Maurice Régnier a tout de même pu expliquer en quoi le rapport Farone servait précisément au gouvernement à montrer que les fabricants de produits du tabac, au Canada aussi bien qu’aux États-Unis, pouvaient et peuvent en contrôler la teneur en nicotine, sans beaucoup d’égard aux caractéristiques intrinsèques des plants de tabac utilisés.
Il y a un monde entre ce qui pousse dans le champ et ce qui se retrouve dans la cigarette ou dans la fumée de la cigarette, s’est exclamé Me Régnier.
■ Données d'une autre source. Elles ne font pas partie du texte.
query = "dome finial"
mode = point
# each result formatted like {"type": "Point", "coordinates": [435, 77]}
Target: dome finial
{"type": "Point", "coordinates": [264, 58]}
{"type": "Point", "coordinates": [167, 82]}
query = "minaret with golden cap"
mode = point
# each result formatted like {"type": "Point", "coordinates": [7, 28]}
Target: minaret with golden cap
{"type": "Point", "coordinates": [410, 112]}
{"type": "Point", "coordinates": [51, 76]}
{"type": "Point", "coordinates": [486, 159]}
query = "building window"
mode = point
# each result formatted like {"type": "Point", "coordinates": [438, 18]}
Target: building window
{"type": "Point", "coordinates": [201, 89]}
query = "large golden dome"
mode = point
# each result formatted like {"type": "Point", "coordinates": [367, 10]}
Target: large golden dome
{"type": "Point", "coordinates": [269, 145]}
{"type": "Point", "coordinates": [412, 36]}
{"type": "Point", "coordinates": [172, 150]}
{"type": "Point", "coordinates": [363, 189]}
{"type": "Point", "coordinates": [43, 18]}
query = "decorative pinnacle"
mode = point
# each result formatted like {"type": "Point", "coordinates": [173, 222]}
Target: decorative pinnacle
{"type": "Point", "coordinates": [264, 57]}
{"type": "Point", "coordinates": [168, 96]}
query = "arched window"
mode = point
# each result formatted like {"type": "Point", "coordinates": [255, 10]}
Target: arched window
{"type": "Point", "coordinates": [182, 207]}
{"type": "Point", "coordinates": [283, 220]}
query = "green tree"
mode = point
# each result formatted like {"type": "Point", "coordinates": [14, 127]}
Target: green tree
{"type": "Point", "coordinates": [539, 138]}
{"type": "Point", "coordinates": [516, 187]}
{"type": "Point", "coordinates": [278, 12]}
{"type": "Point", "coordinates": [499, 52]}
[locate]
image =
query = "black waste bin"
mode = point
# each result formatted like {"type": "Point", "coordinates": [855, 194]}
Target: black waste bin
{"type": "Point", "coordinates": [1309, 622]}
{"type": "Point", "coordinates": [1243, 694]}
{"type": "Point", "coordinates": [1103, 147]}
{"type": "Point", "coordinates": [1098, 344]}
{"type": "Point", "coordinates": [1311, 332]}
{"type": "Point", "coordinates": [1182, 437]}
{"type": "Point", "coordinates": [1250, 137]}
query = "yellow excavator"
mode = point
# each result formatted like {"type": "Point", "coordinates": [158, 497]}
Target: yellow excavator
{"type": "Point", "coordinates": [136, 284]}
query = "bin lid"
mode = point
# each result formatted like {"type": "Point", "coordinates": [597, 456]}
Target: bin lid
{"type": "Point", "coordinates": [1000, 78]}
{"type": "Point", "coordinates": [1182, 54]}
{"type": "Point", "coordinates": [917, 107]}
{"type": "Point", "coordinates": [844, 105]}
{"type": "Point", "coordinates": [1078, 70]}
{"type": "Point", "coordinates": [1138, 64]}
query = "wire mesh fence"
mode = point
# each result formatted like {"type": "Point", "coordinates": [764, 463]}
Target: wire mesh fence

Ce dernier a notamment voulu frapper les imaginations en énumérant les quantités de nicotine dans différentes marques canadiennes à une époque où elles étaient toutes fabriquées selon l’industrie à partir de souches de tabac développées par les botanistes d’Agriculture Canada. Non seulement la quantité de nicotine dans la fumée de ces cigarettes variaient énormément, mais le ratio de la quantité de nicotine à la quantité de goudron varie aussi grandement, ce dont le témoin Anthony Kalhok, comme d’autres cadres de l’industrie, mentionnait pourtant la semaine dernière l’immense difficulté, pour ne pas dire l’impossibilité.
Le procureur du gouvernement a souligné qu’avec les transformations du mélange qui surviennent après la récolte et grâce au design de la cigarette elle-même, la manipulation est le fait de l’industrie, à qui le gouvernement a déjà demandé d’abaisser la quantité de goudron et de nicotine de ses produits, sans jamais fixer de niveau à atteindre particulier

Me Régnier a aussi pris le temps de citer la juge américaine Gladys Kessler, dans son célèbre jugement de 2006 dévastateur pour l’industrie. La juge Kessler a accordé foi aux témoignages de David Burns et de William Farone, qu’elle a encensés, et a statué que les cigarettes sont faits sur mesure (tailored) pour garantir au fumeur de trouver sa dose de nicotine dans presque n’importe quelle cigarette.
Aux yeux du procureur Régnier, le témoignage du chimiste Farone va aussi permettre de savoir si les cigarettiers canadiens jouent sur les mots en prétendant que l’ammoniac n’est pas utilisé dans la confection de leurs produits.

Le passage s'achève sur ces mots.